Kemudian dalam pasal 61 ayat (1) Peraturan Pemerintah Nomor 72 tahun 2005 tentang Desa menjelaskan  “ Rancangan Peraturan Desa tentang APBDesa yang telah disetujui bersama sebelum ditetapkan oleh Kepala Desa paling lama 3 (tiga) hari disampaikan oleh Kepala Desa kepada Bupati/Walikota untuk dievaluasi “. Ayat (2) “ Hasil evaluasi Bupati/Walikota terhadap Rancangan Peraturan Desa sebagaimana dimaksud pada ayat (1) disampaikan paling lama 20 (dua puluh) hari kepada Kepala Desa “. Ayat (3) “ Apabila hasil evaluasi sebagaimana dimaksud pada ayat (2) melampaui batas waktu dimaksud, Kepala Desa dapat menetapkan Rancangan Peraturan Desa tentang APBDesa menjadi Peraturan Desa “. Kemudian dalam pasal lain menegaskan kembali tentang APBDes yaitu  Pasal 73 ayat (1). “ APBDesa terdiri atas bagian pendapatan Desa, belanja Desa dan pembiayaan “. Ayat (2). “ Rancangan APB Desa dibahas dalam musyawarah perencanaan pembangunan desa “.Ayat (3). “ Kepala Desa bersama BPD menetapkan APB Desa setiap tahun dengan Peraturan Desa “. Kemudian hal yang sama juga diatur dalam Pasal 74 “ Pedoman penyusunan APBDesa, perubahan APBDesa, perhitungan APBDesa, dan pertanggungjawaban pelaksanaan APB Desa ditetapkan dengan Peraturan Bupati/Walikota “.

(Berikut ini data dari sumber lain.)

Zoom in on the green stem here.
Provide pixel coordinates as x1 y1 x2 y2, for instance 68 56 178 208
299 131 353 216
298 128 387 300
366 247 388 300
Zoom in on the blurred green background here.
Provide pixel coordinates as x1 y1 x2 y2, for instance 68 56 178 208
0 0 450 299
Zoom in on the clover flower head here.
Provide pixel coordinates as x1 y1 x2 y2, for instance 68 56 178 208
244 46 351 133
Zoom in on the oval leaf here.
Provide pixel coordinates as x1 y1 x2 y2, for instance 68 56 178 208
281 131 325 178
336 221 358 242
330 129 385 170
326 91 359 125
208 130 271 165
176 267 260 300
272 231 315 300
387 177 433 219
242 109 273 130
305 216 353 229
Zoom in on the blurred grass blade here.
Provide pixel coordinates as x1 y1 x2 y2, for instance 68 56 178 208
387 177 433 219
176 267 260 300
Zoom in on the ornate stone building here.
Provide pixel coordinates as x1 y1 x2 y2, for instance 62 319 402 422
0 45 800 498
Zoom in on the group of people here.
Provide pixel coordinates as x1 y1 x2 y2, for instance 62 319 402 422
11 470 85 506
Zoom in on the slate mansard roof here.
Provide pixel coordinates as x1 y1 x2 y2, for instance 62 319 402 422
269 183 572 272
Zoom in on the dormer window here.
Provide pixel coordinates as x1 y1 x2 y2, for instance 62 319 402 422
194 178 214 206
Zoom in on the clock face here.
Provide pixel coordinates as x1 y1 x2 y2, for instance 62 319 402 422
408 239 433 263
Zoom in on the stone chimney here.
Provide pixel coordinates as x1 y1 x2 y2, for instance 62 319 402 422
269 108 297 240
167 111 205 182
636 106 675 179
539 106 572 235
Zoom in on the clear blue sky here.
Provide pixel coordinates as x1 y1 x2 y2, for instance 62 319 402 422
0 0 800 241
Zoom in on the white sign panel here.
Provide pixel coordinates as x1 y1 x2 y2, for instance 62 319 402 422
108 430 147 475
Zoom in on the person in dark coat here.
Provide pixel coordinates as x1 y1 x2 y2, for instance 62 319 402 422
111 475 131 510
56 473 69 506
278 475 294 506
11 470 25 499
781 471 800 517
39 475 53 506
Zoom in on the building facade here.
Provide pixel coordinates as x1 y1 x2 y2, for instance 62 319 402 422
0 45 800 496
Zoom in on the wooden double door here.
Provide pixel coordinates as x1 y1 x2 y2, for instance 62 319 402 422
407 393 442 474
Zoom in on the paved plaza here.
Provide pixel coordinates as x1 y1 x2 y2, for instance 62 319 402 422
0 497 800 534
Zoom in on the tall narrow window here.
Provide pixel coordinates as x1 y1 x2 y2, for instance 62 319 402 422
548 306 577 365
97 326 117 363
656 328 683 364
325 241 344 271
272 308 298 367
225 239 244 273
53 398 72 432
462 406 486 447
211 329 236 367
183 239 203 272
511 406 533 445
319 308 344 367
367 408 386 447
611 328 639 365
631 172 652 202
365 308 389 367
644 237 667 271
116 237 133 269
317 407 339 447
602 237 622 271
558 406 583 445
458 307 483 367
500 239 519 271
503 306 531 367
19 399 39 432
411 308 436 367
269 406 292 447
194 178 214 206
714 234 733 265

Sementara itu dalam pembuatan APBDes selayaknya pemerintah desa tidak hanya berpola pikir sebagai pelengkap dalam proses penyelenggaraan pemerintahan desa. Idealnya APBDes adalah sebagai sebagai cerminan pembangunan yang telah dilaksanakan dan tolak ukur dalam pembangunan kedepan yang akan dilakukan oleh seoarang kepala desa. hal ini senada dengan pernyataan dari Bayu Surianingrat (1981), sesuai dengan keadaan kemampuan kepala desa nampaknya  anggaran desa belum dipandang sebagai cermin kegiatan pemerintahan desa pada tahun yang lalu dan titik tolak bagi kegiatan yang akan datang, bahkan ada gejala-gejala yang kelihatannya menganggap anggaran desa seolah-olah sekedar pelengkap sebagai, sebagai suatu keharusan adanya anggaran belanja setiap tahun. Sedangkan fungsi anggaran yang sama juga terdapat pada DPR/DPRD dapat dilihat dalam pasal 25 Undang-undang Nomor 22 tahun 2003 tentang susunan dan kedudukan anggota MPR, DPR, DPD dan DPRD yang menyatakan DPR mempunyai fungsi, point (b). anggaran. Semantara itu pada DPRD Provinsi dan DPRD kabupaten/Kota juga diatur hal yang sama, yaitu pasal 61 DPRD Provinsi mempunyai fungsi, point (b). anggaran dan pasal 77 pont (a) tentang fungsa anggaran milik DPRD kabupaten/Kota.
C.  Fungsi pengawasan
Fungsi pengawasa adalah fungsi melakukan pengawasan terhadap pelaksanaan peraturan desa dan segala kebijakan pemerintah desa.  Hal tersebut searah dengan fungsi pengawasan yang dilakukan oleh DPR/DPRD terhadap pemerintah pusat maupun pemerintah daerah. Tujuan dari fungsi pengawasan adalah untuk membatasi kekuasaan dan menghindari tindakan yang sewenang-wenang yang dilakukan oleh pemerintah. Dalam pelaksanaan fungsi pengawasan haruslah berdasarkan aturan hukum yang berlaku. Hal ini senada dengan pendapat Laode Husen (2005), dengan demikian salah satu bentuk pengawasan terhadap pemerintah adalah dengan konsep negara hukum dengan prinsip the rule of law, berarti juga bahwa pengwasan terhadap negara harus tetap berpegang pada asas legalitas yakni tetap berdasar pada batas-batas yang telah ditetapkan dalam undang-undang.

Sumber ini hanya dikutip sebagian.